Commentaire du Dr Betty BRAHMY, CSST Maison d’arrêt BOIS D’ARCY
Publié dans le Flyer n° 33 (Sept. 2008)
Cette étude française donne des résultats surprenants par rapport aux données de la littérature scientifique étrangère sur le taux de ré-incarcération des usagers bénéficiant d’un TSO.
Si l’on se réfère à l’étude de Sara L. Johnson (1) de la Direction de la recherche du Service correctionnel du Canada, les taux de réincarcération des usagers bénéficiant de la mise en place d’un TEM (Traitement d’Entretien à la Méthadone) sont plus faibles à 6 mois comme à 12 mois, par rapport aux usagers n’en bénéficiant pas.
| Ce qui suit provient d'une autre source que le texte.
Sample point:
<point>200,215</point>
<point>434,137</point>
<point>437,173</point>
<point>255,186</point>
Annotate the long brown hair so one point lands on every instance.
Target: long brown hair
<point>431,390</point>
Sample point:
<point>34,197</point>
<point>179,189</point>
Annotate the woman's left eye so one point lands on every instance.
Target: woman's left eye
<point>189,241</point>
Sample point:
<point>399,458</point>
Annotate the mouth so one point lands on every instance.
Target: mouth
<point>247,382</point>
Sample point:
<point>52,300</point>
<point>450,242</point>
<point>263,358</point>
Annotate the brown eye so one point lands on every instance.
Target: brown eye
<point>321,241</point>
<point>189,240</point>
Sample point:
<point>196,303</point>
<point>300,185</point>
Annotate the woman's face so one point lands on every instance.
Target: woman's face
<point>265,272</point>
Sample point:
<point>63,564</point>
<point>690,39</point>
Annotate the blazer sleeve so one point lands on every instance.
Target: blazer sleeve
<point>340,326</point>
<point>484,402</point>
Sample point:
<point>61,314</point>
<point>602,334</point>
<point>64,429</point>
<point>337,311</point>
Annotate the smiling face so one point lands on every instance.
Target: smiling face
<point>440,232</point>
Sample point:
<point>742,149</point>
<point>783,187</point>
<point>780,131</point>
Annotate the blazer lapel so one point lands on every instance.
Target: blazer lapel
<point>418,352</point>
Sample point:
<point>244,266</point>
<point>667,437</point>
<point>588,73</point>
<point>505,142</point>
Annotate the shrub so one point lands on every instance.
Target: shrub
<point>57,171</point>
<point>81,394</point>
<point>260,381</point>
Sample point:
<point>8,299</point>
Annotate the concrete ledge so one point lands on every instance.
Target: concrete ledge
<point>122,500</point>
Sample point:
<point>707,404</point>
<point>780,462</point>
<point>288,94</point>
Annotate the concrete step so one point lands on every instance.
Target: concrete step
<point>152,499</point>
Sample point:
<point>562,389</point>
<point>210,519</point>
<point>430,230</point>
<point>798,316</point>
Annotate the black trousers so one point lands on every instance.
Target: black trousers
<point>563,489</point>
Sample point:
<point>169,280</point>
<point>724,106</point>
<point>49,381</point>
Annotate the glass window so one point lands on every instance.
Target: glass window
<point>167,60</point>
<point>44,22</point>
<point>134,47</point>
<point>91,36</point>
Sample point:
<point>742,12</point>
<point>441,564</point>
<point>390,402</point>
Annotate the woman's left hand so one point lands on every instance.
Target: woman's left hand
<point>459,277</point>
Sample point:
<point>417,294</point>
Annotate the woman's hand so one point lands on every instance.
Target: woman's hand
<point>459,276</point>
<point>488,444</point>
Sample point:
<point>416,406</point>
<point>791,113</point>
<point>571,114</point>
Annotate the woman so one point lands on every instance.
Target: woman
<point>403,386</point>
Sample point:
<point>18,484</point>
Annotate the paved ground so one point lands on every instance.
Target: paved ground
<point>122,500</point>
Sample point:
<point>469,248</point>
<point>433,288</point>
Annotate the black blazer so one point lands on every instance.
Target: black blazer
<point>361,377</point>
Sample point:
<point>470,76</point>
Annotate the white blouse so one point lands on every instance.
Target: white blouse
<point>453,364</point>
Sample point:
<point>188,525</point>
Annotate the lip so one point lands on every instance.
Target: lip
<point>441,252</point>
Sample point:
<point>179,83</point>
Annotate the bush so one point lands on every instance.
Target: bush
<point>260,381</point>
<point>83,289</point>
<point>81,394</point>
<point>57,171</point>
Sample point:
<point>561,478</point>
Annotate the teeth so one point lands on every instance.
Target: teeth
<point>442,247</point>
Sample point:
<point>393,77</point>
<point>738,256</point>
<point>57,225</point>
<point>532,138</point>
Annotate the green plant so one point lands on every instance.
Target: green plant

Dans l’étude de Dolan (2) du National Drug and Alcohol Research Centre de Sydney en Australie, les taux de ré-incarcération sont diminués de 70% pour les patients sous méthadone depuis 8 mois ou plus. Dans l’étude de Kinlock (3), bien que non-significative car trop précoce pour l’apprécier, la tendance s’oriente vers des taux de ré-incarcération plus faibles pour ceux qui ont débuté un traitement par la méthadone pendant l’incarcération.
Dans son étude, Bellin (4) a même démontré que les taux de ré-incarcération étaient significativement plus faibles avec une posologie supérieure à 60 mg lors de la remise en liberté qu’une posologie inférieure à 60 mg.
En fait, l’un des biais qui pourrait expliquer cette discordance est la ‘faiblesse’ méthodologique de l’étude de l’OFDT, son caractère observationnel et le fait que près des 2/3 des TSO étaient à base de buprénorphine, alors que dans les études précédemment mentionnées, il ne s’agit que de méthadone.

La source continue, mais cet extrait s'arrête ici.